USD operates on Enhanced Audio Scene Descriptors, Enhanced Visual Scene Descriptors, an aligned multimodal context, and produces a User Entity State representation capturing cognitive, behavioural, expressive, and interactional aspects of the observed User.

USD performs a multi-stage interpretative process including multimodal harmonisation, linguistic and paralinguistic analysis, behavioural and expressive inference, and cross-modal interpretation, without performing deliberative reasoning or goal-directed decision-making.

All processing is executed under User-USD Directive control issued by A‑User Control and supported by domain knowledge acquired through Domain Access.

Reference Model

Figure 1 gives the Reference Model of the User State Description (PGM-USD) AIM.

Figure 1 – The Reference Model of the User State Description (PGM-USD) AIM

Input/Output Data

Table 1 gives the Input and Output Data of the User State Description (PGM-USD) AIM.

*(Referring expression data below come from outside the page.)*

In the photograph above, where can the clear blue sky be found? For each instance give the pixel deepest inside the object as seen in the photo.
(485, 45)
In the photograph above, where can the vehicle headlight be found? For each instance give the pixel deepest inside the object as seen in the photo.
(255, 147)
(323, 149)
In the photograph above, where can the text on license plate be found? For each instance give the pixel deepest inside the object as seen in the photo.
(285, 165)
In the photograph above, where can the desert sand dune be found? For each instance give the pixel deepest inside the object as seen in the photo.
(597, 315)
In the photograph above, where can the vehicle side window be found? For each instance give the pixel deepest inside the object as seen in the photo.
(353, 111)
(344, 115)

Table 1 – Input/Output Data of User State Description (PGM-USD) AIM

Input Description
Enhanced Audio Scene Descriptors Audio descriptors enriched by Audio Scene Enhancement representing speech, paralinguistic cues, and environmental audio context.
Enhanced Visual Scene Descriptors Visual descriptors enriched by Visual Scene Enhancement representing user posture, gestures, and visual interaction context.
AV Scene Geometry Aligned multimodal representation linking audio and visual sources generated by Audio-Visual Alignment.
User-CXE Directive Control directives specifying scope, depth, and policy constraints for user state derivation.
User Domain Request Domain knowledge requests issued during interpretation stages.
Output Description
User Entity State Structured representation of user cognitive, behavioural, expressive, and interactional state.
User-CXE Status Status information describing execution progress and outcome of USD processing.
User Domain Response Responses to domain knowledge requests supporting interpretation and inference.

SubAIMs (Informative)

4.1 Reference Model

Figure 2 depicts the Reference Architecture of the User State Description (PGM-USD) Composite AIM.

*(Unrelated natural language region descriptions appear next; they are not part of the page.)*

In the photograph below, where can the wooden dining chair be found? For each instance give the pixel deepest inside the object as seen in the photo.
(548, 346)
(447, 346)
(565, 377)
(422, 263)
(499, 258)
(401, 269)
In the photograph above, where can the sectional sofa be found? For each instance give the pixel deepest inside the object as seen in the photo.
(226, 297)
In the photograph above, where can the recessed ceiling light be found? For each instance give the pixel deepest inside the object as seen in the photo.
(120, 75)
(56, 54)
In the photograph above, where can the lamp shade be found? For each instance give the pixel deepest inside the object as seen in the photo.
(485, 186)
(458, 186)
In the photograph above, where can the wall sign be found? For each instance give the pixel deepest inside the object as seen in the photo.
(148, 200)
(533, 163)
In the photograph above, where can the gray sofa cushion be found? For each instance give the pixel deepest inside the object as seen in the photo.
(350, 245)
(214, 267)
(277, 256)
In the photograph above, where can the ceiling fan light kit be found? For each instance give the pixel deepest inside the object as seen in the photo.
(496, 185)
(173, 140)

Figure 2 – Reference Model of User State Description (PGM-USD) Composite AIM

4.2 Operation

The User State Description AI Module operates by progressively transforming multimodal enhanced descriptors into a structured User Entity State through a sequence of internal SubAIMs.

The effective inputs are Enhanced Audio Scene Descriptors, Enhanced Visual Scene Descriptors, AV Scene Geometry, Domain Responses, and the User-USD Directive from A‑User Control.

The Multimodal Input Harmonisation SubAIM aligns temporal, structural, and referential aspects of multimodal inputs, producing a Harmonised Multimodal Context suitable for subsequent analysis.

The Linguistic–Paralinguistic Analysis SubAIM processes text and speech descriptors to derive linguistic content and paralinguistic features such as prosody, emphasis, and rhythm, producing Linguistic–PL Evidence.

The Behavioural and Expressive Analysis SubAIM interprets linguistic evidence and multimodal context to derive behavioural and expressive indicators reflecting interaction patterns, communicative intent, and expressive signals.

The Cross-Modal Interpretation SubAIM integrates linguistic, behavioural, and multimodal evidence to produce a coherent cross-modal interpretation of user behaviour and interaction context.

The Entity State Construction SubAIM aggregates all derived evidence into a consistent User Entity State representation, ensuring alignment across modalities and preserving traceability to input evidence.

USD processing produces intermediate and final status information reflecting progress and outcomes of each stage.

4.3 Functions of AI Modules

Table 2 – Functions of User State Description (PGM-USD) AIM’s SubAIMs

SubAIM Specification Purpose
Multimodal Input Harmonisation Aligns multimodal descriptors into a coherent temporal and structural context.
Linguistic–Paralinguistic Analysis Extracts linguistic meaning and paralinguistic cues from speech and text.
Behavioural and Expressive Analysis Derives behavioural patterns and expressive indicators from multimodal evidence.
Cross-Modal Interpretation Integrates multimodal evidence into a unified interpretation.
Entity State Construction Produces the final structured User Entity State and associated status information.

4.4 I/O Data of AI Modules

Table 3 – I/O Data of User State Description (PGM-USD) AIM’s SubAIMs

SubAIM Input Data Output Data
Multimodal Input Harmonisation Enhanced ASD, Enhanced VSD, AV Scene Geometry, User-CXE Directive Harmonised Multimodal Context
Linguistic–Paralinguistic Analysis Harmonised Multimodal Context, Speech Descriptors, User-CXE Directive, Domain Response Linguistic–PL Evidence, Domain Request
Behavioural and Expressive Analysis Linguistic–PL Evidence, Harmonised Multimodal Context, Domain Response, User-CXE Directive Behavioural & Expressive Indicators, Domain Request
Cross-Modal Interpretation Linguistic–PL Evidence, Behavioural Indicators, Harmonised Context, Domain Response Cross-Modal Interpretation Evidence
Entity State Construction Cross-Modal Evidence, Linguistic Evidence, Behavioural Indicators, Harmonised Context, Domain Response, User-CXE Directive User Entity State, User-CXEStatus

4.5 AIMs and JSON Metadata

Table 4 – AIMs and JSON Metadata

AIM1 AIM2 Names JSON
PGM-USD User State Description Link
PGM-MIH Multimodal Input Harmonisation Link
PGM-LPA Linguistic–Paralinguistic Analysis Link
PGM-BEA Behavioural and Expressive Analysis Link
PGM-CMI Cross-Modal Interpretation Link
PGM-ESC Entity State Construction Link

5. JSON Metadata

https://schemas.mpai.community/PGM1/V1.0/AIMs/UserStateDescription.json

6. Profiles

No Profiles